Visiting Aunt Agnes
The House Out Back
The Old "Buggy"
The Wedding Dress
I don't know the date that Aunt Agnes was married, but it must have been a glorious occasion. She didn't talk much about Oscar, but there were many evidences of the love she had for him. Her wedding dress was one example. She gave the dress loving care to preserve its once grand appearance. It was always kept in the deep middle drawer of the big old bureau in the large upstairs bedroom. It was folded carefully, encased in tissue paper, and lovingly placed on the left side of the drawer. Regularly, Aunt Agnes got the dress out, washed it by hand, starched and pressed it, and returned it to its special place.
It was a special delight when she would get it out for me to look at. It was full length, softly white, and made of a filmy cotton batiste-type fabric. The neckline was high, with a stand-up band that rested around the throat. The sleeves were gathered and puffed at the shoulder, tapering to fitted just below the elbow and on the wrist. It was blousy on top with a midriff band that fitted snugly in that area. The skirt was softly gathered and fell gently to just above the ankles. There were white embroidered flowers and designs around the neck, wrist and midriff bands, as well as along the bottom edge. Being of such light, soft material, one needed to wear a full slip beneath it. It was a delicate and demure, yet elegant appearing dress. When I was little I would look at it and imagine wearing it myself someday.
When I was in seventh grade, twelve or thirteen years old, I became the perfect size for the dress to fit. Mother, daddy and I were there visiting when Aunt Agnes suggested that the dress might just fit perfectly now. Never before had I considered asking to put the dress on, nor did I then. I knew how much she cherished that wedding dress. That day she asked if I would like to try and see if it would fit. I accepted with alacrity. The two of us went upstairs, where she retrieved the dress from its safe nest. She held it up to my body and felt sure it would be perfect. She went back downstairs to continue visiting with my folks while I tried the dress on. It fit like a glove. Slowly I descended the stairway so as not to chance damaging the dress in any way. Aunt Agnes and my folks were sitting in the living room. When I entered, I'm sure I had a grin on my face that would have lit up New York. I felt so dainty yet regal in that dress. I was so honored to be allowed to put this treasured keepsake on my body.
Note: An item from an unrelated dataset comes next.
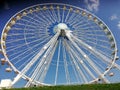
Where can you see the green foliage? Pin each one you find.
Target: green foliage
(75, 87)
Many years later when her home was being liquidated, my mother called to ask me what I would like from of her belongings. I told her where the wedding dress had always been and that would be my number one choice. They searched the bureau inch by inch as well as all the closets in the house. They searched everywhere but never found the dress. It is a great sadness, even today, that I don't know what happened to the treasured wedding dress. But, it lives on in my memory.